Meinung | Fels in der Brandung
Verdirbt Politik den Charakter?
MZ- Kolumnist Lutz Minkner über den jüngsten Korruptionsskandal, der die spanische Politik erschüttert

Der spanische Ministerpräsident Pedro Sánchez steht unter Korruptionsverdacht. / Kiko Huesca
Die spanische, regierende Linke kommt nicht zur Ruhe: Seit der gekauften Wahl von Regierungschef Sánchez kommen immer wieder Vorwürfe von Machtmissbrauch und Korruption ans Licht. Vorläufiger Höhepunkt ist die vom Obersten Gerichtshof Spaniens angeordnete Verhaftung des ehemaligen Verkehrsministers und (Noch-)Abgeordneten José Luis Abalos und seines windigen Beraters Koldo García. Während der Pandemie sollen sich beide mit Millionen-Deals im Zusammenhang mit Maskenkäufen bereichert haben. Mit einem umfangreichen politischen und wirtschaftlichen Netzwerk – die Untersuchungen richten sich auch gegen die ehemalige Ministerpräsidentin der Balearen Francina Armengol – sollen sie sich bei der Beschaffung von Schutzmasken durch überhöhte Preise und üppige Provisionen die Taschen voll gesteckt haben. Die Staatsanwaltschaft fordert für Abalos 24 Jahre Haft, für García 19,5 Jahre. Ähnliche Politskandale – wir erinnern uns an den ehemaligen Balearen-Präsidenten Jaume Matas – zeigen, dass Machtmissbrauch und Korruption keineswegs abhängig sind von der politischen Couleur, sondern durch Machtkonzentration und mangelnde Kontrolle aufblühen.

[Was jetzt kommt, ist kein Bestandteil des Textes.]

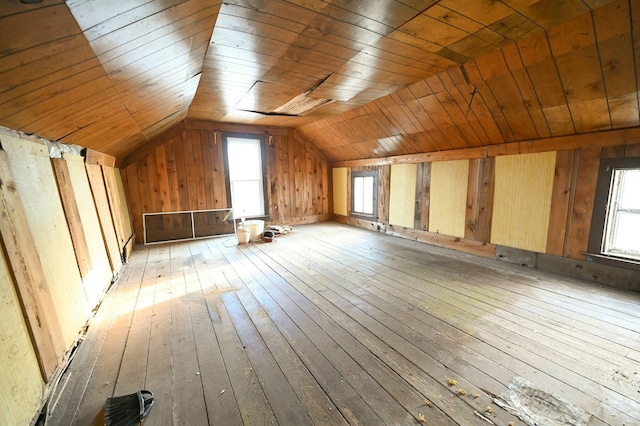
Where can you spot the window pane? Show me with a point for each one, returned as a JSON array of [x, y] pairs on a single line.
[[357, 194], [247, 198], [627, 232], [630, 190], [368, 195], [244, 159]]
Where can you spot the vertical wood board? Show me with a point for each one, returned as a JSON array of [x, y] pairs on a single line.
[[96, 181], [448, 205], [21, 383], [340, 191], [522, 200], [402, 195], [560, 201], [39, 193], [585, 188], [30, 282], [100, 274], [118, 205]]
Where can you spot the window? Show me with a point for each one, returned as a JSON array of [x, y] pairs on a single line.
[[245, 171], [622, 230], [364, 194], [615, 230]]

Immer weniger Menschen vertrauen in die Politik
Verdirbt Politik den Charakter? In Umfrage von 2008 hielten nur sechs Prozent der Befragten den Beruf des Politikers als einen, der besondere Achtung verdiene. Nun, ich hatte in jüngeren Jahren tiefe Einblicke in die Kommunalpolitik. Dort habe ich viele Menschen kennengelernt, die sich auf einem soliden Wertefundament und überwiegend ehrenamtlich für die Interessen der Bürger ihrer Gemeinde eingesetzt haben. Es gab häufig Streit über den richtigen Weg, der in demokratischer Diskussion ausgetragen wurde. Aber es gab auch immer einige, deren Engagement geprägt war von Selbstsucht, von Karrieredenken, von Machtstreben. Diese Spezies traf sich in Hinterzimmern, schmiedete unheilvolle Koalitionen und waren plötzlich Wortführer in Parteien und Parlamenten. So kann man mit Johannes Rau sagen: Nicht die Politik verdirbt den Charakter. Schlechte Charaktere verderben die Politik.